Trotzdem bemühte sich Laschet auffällig um Schonung der FDP, die immer wieder gemahnt hatte, Bildungsinhalte müssten ökonomisch besser verwertbar werden. Die Frage sei „letztlich keine parteipolitische mehr“, argumentierte der CDU-Mann mit Blick auf das Nachbarland Hessen: Bei völliger Wahlfreiheit machen dort 90 Prozent der SchülerInnen erst nach 13 Jahren Abitur.

Uneigennützig ist die betonte Freundlichkeit des Christdemokraten allerdings nicht: Für seine Wahl zum Regierungschef braucht Laschet jeden einzelnen Abgeordneten der FDP – im Landtag hat Schwarz-Gelb die kleinstmögliche Mehrheit von 100 der 199 Sitze.

Für seine Wahl braucht Laschet jeden einzelnen Abgeordneten

Entsprechend harmonisch inszenierten Laschet und Lindner zumindest die ersten beiden Runden ihrer Koalitionsgespräche: Auf Wunsch der FDP gekippt werden soll vor allem die Arbeit des bisherigen grünen Umwelt- und Verbraucherschutzministers Johannes Remmel. Verschwinden wird deshalb die „Hygiene-Ampel“, mit der KundInnen leicht erkennen sollten, ob Gastronomiebetriebe sauber arbeiten. Gekippt wird auch der Klimaschutzplan, der zumindest Landesbehörden zur Umsetzung der Pariser Klimaschutzziele verpflichtete.

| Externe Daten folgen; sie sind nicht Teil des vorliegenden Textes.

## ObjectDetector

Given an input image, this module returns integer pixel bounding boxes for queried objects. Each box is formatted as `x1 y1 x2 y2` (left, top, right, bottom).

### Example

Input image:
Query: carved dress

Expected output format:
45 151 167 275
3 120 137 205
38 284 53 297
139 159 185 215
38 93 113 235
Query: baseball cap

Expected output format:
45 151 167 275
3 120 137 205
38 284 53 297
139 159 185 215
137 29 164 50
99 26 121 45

Christdemokrat Laschet, der lange von Schwarz-Grün geträumt hat, versucht dagegen, andere Ökologiethemen offensiv zu besetzen: NRW könnte „Taktgeber“ für Elektro- und Hybridantriebe werden. Belgien soll bitte die von Remmel „Bröckel-Reaktoren“ getauften Atomkraftwerke Tihange und Doel mit ihren Tausenden Rissen in den Druckbehältern abschalten. Auch die von den Grünen durchgesetzte Verkleinerung des Braunkohle-Tagebaus Garzweiler II wird nicht zurückgenommen.

Unklar bleibt, ob CDU und FDP wieder Studiengebühren erheben wollen. Diese seien „kein Selbstzweck“, versichert Andreas Pinkwart, hochschulpolitischer Verhandlungsführer der FDP. Alternativ könne eine bessere Ausstattung der Unis auch aus Steuermitteln erfolgen, sagt der ehemalige Wissenschaftsminister – und macht damit deutlich, wo die Schwierigkeiten der kommenden Verhandlungsrunden liegen werden: Die Finanzierung des künftigen Regierungsprogramms war bisher kein Thema – auch nicht die Frage, wo das Geld für die bei einer Umstellung auf G9 nötigen Tausenden LehrerInnen herkommen soll.